Walkin’ Jim reminds us of all that is grand, all that is beautiful, all that is good on this earth.
Thanks for all the entries, the poems, the love that exudes from the “Stories of Jim” tab on his website!  May we all have eyes so merry and wonder so childlike as we partake of nature!


December 31, 2010

Susan Kilian
Sioux Falls,SD

I was googling walkin’ jim as I wanted to bookmark his website and to
my sadness, I read Jim had passed away 3 months ago!!!
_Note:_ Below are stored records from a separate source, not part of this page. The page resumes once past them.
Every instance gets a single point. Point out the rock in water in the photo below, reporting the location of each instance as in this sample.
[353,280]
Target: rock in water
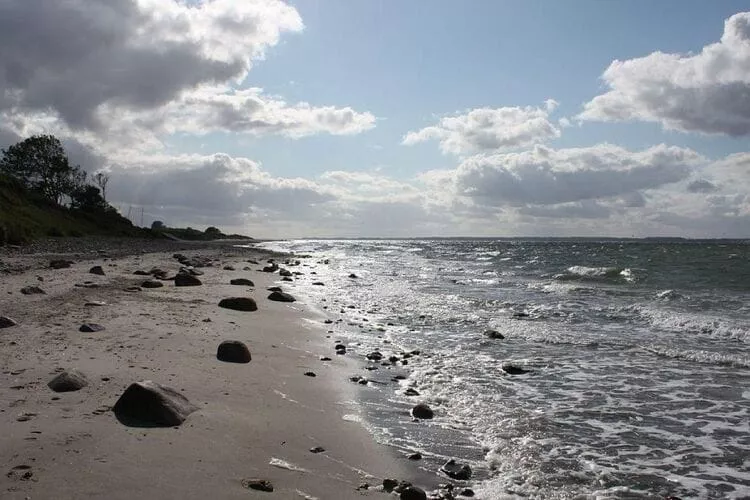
[239,304]
[6,322]
[281,297]
[242,282]
[91,328]
[97,270]
[233,351]
[413,493]
[454,470]
[147,403]
[422,411]
[68,381]
[183,279]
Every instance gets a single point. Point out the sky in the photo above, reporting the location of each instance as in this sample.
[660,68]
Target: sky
[340,118]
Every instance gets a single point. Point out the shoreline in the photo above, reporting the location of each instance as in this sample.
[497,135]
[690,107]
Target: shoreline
[258,420]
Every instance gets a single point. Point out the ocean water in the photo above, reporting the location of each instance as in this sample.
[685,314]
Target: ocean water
[638,355]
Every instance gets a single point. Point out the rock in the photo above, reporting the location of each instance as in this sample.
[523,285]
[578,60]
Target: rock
[233,351]
[68,381]
[413,493]
[493,334]
[454,470]
[422,411]
[258,484]
[281,297]
[6,322]
[239,304]
[149,404]
[183,279]
[60,264]
[91,328]
[97,270]
[514,370]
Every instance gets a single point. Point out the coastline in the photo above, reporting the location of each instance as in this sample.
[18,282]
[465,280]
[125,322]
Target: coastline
[256,420]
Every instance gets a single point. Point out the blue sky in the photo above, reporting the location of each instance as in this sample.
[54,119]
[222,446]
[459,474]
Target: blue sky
[173,110]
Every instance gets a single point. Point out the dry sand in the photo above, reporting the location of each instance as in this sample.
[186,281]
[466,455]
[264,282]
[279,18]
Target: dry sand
[256,420]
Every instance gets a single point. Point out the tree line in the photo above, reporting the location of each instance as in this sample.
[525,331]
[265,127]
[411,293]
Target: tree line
[41,165]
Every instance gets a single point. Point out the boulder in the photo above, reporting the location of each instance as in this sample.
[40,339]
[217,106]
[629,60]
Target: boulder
[91,328]
[413,493]
[97,270]
[68,381]
[60,263]
[183,279]
[493,334]
[148,404]
[6,322]
[241,282]
[233,351]
[239,304]
[422,411]
[281,297]
[455,470]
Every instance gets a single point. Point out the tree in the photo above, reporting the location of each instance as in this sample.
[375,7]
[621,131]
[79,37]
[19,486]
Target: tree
[41,164]
[102,180]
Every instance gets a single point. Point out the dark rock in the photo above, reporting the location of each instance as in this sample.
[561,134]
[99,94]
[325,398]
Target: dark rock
[6,322]
[422,411]
[91,328]
[97,270]
[258,485]
[281,297]
[233,351]
[413,493]
[454,470]
[241,282]
[183,279]
[68,381]
[514,370]
[493,334]
[148,404]
[239,304]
I first met Jim in the summer of 1980 when I worked at Granite Park
Chalet in northwestern Montana.
Walkin’ Jim at that time was walking the Continental Divide. He
stopped by and entertained staff and guests alike with his wonderful
voice and songs.
I was so impressed with Jim, that I wrote a feature story on him and
this was published in the Hungry Horse News out of Columbia Falls, MT.
Over the years, we kept in touch first by letter and then email.
I last saw Jim when he performed at the Journey musuem in Rapid City,
SD..in 2007, I believe.
I admired Jim for many things, but the one thing about him that always
stuck with me:
he followed his heart. Not many people have the courage and
determination to do this.
Yet, through the years, Jim did this and he did it with grace and integrity.
I was so proud and honored to call Jim my friend.


December 2010

Emily Carlin
Age 15,
Columbus, OH 

As a child, Walkin’ Jim was my teacher. He inspired me and taught me to love nature. He showed me the beauty in the untouched world around us and made me a true lover of the wilderness. I always looked up to Walkin’ Jim as a kid and made my mom watch his slide shows at Lone Mountain Ranch. I remember keeping my eyes peeled wide watching the slides and listening to Walkin’ Jim’s low voice. I can’t count how many times I squeezed the squeaky toy for Pika Pika. I would be so tired afterwards. I remember my mom carrying me back up the hill, both of us exhausted. I grew up listening to his songs, most notably Pika Pika, Just one Mosquito, Buffalo Love, Come Walk With Me, Habitat, River, River, River Run, Manfred the Mopey Moose, If I Were a Tree, Fly By the Light of the Moon, Climb a Mountain, Howl for the Wolf, and Big Fat Fish. As I grew older my constant favorite of his songs was Following the Rainbow Trail (I’m not sure if this is actually the songs name or not but it is what I’ve always known it by). I could picture the vast openness of nature and longed to be alone in the wilderness to connect with nature in the way he did. Walkin’ Jim was perhaps one of the biggest influences on my life thus far. He not only opened my eyes to nature and the world around me, but he showed me the joy in singing. He taught me that songs come from your heart and that when you sing it should be about what you feel inside and what you see around you. He taught me to sing with a deeper meaning. Thanks to Walkin’ Jim’s influence I fell in love with music and singing and am now a singer.
One of my most distinct memories of Walkin’ Jim is a more recent one. A few years ago he was in Columbus, my hometown, and was singing as my cousin’s school, Columbus School for Girls (CSG). He was staying at my aunt’s house because he was a close family friend and attended my brother’s birthday party with the whole family. He was truly a member of our family that night. I remember all of us sitting on my porch with the fire going in the fire pit outside casting flickering shadows on us. Walkin’ Jim pulled out his guitar and sang for us. He sang for about an hour and we all sang along. We knew the lyrics to all the songs, even some that he didn’t remember. When one of my little cousins requested for him to sing Buffalo Love Jim couldn’t remember the words so he played some chords and the family sang it for him, word for word, with a solo from my uncle. This was the last time I saw Walkin’ Jim. I will hold this memory near and dear to my heart forever.
Walkin’ Jim was one of the most honest, passionate, and caring people I have ever met. He loved kids almost as much as he loved nature. He was truly my role model through out my life. He was my constant inspiration and showed me what truly mattered in life, passion, meaning, and nature. His memory will live on in the hearts and minds of many children, and his lessons will continue to be a leading aspect of my life. The sound of him and his guitar alone in the silence was one of the most powerful sounds I have ever heard and will continue to live on in my memory forever. Walkin’ Jim, may you always sing on.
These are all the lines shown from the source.